Interpret the key results for Power and Sample Size for One-Way ANOVA

Complete the following steps to interpret power and sample size for one-way ANOVA. Key output includes the calculations of the maximum difference, the sample size, the power, and the power curve.

Step 1: Examine the calculated values

Using the values of the two power function variables that you entered, Minitab calculates the difference, the sample size, or the power of the test.

Maximum difference

If you entered the sample size and power, Minitab calculates the smallest difference that you can detect with adequate power. This difference is the difference between the smallest mean and largest mean for the populations that you are testing. For example, if a researcher wants to test the hardness of four different blends of paint, a maximum difference of 4 indicates that the test can detect a difference of at least 4 between the softest and hardest blends with adequate power.

Larger sample sizes enable the test to detect smaller differences. You want to detect the smallest difference that has practical consequences for your application.

Sample size

If you enter the power and the maximum difference, Minitab calculates how large your sample must be. Sample size refers to the number of observations in each group. Because sample sizes are whole numbers, the actual power of the test might be slightly greater than the power value that you specify.

If you increase the sample size, the power of the test also increases. You want enough observations in your sample to achieve adequate power. But you don't want a sample size so large that you waste time and money on unnecessary sampling or detect unimportant differences to be statistically significant.

Power

If you entered the maximum difference and sample size, Minitab calculates the power of the test. A power value of 0.9 is usually considered adequate. A value of 0.9 indicates that you have a 90% chance of detecting a difference between at least two of the means when that difference actually exists in the populations. If a test has low power, you might fail to detect a difference and mistakenly conclude that none exists. Usually, when the sample size is smaller or the difference is smaller, the test has less power to detect a difference.

One-way ANOVA
α = 0.05  Assumed standard deviation = 1.64
Factors: 1  Number of levels: 4

Results

Maximum
Difference
Sample SizePower
450.826860
The sample size is for each level.
Key Results: Maximum difference, Sample size, Power

In these results, based on a sample size of 5 in each of the 4 groups, and a maximum difference of 4, Minitab calculates that the power of the test to detect a difference between the smallest mean and the largest mean is approximately 0.83. You can also use the power curve to determine at what larger maximum difference value the test might achieve a power of 0.9 with the specified sample size.
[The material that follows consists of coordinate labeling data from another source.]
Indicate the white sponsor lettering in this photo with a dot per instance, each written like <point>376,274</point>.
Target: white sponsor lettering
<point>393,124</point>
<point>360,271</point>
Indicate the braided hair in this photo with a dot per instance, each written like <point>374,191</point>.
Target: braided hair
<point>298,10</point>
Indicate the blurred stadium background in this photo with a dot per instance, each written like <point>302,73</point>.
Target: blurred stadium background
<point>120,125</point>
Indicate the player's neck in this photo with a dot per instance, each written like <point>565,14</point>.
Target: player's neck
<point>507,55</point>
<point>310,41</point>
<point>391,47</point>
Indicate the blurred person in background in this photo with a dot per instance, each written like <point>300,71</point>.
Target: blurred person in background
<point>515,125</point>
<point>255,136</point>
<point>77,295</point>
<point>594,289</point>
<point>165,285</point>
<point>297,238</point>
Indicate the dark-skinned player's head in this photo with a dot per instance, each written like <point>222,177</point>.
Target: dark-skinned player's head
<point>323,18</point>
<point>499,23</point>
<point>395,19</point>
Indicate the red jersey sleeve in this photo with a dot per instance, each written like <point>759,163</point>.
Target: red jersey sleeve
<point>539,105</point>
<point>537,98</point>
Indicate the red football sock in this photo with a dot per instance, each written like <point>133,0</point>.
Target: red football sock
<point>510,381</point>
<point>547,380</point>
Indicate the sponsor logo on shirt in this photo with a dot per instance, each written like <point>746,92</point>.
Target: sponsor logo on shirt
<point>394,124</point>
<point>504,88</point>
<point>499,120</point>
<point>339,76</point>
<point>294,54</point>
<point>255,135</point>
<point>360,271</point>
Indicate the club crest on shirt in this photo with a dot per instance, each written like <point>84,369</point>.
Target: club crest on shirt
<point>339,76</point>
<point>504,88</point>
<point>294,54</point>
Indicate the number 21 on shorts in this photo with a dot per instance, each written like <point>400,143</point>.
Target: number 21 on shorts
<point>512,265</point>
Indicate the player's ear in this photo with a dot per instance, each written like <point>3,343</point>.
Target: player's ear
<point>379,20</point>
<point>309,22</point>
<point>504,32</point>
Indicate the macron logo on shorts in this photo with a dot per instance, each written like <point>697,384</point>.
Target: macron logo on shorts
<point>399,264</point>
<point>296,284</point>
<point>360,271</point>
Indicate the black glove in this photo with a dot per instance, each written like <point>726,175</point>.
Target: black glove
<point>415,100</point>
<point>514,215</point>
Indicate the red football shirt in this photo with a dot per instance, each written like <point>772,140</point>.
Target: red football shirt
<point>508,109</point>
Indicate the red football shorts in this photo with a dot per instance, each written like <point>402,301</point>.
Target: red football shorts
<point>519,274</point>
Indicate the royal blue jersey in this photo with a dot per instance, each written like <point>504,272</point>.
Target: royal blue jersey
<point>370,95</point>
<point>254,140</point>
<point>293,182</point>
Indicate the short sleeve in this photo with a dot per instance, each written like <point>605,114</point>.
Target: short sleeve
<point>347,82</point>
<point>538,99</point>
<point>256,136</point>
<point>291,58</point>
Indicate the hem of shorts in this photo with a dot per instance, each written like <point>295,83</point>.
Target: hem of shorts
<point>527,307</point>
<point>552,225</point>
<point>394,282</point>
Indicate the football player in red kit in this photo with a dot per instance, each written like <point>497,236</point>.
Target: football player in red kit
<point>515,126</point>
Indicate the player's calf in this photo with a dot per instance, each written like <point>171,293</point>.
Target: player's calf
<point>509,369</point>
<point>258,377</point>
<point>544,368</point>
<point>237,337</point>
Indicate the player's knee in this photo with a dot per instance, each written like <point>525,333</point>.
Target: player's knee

Step 2: Examine the power curve

Use the power curve to assess the appropriate sample size or power for your test.

The power curve represents every combination of power and maximum difference (the difference between the smallest mean and the largest mean) when the sample of size, significance level, standard deviation, and number of levels are held constant. Each symbol on the power curve represents a calculated value based on the values that you entered for two properties. For example, if you entered a sample size and a maximum difference, Minitab calculates the corresponding power and displays the value on the graph.

Examine the values on the curve to determine the maximum difference that the test can detect at a specific power and sample size. A power value of 0.9 is usually considered adequate. However, some practitioners consider a power value of 0.8 to be adequate. If a one-way ANOVA has low power, you might fail to detect a difference between the smallest mean and the largest mean when one truly exists.

The larger difference that you want to detect, the more power you'll have to detect it. You want to detect the smallest difference that has practical consequences. If you increase the sample size, the power of the test also increases. You want enough observations in your sample to achieve adequate power. But you don't want a sample size so large that you waste time and money on unnecessary sampling or detect unimportant differences to be statistically significant.

In this graph, each sample size has its own curve. The power curve for a sample size of 5 in each group shows that the test has a power of approximately 0.8 for a maximum difference of 4. The power curve for a sample size of 7 shows that the test has a power of approximately 0.95 for a maximum difference of 4. The power curve for a sample size of 9 shows that the test has a power that approaches 1.0 for a maximum difference of 4. For each sample size curve, as the maximum difference increases, the power also increases.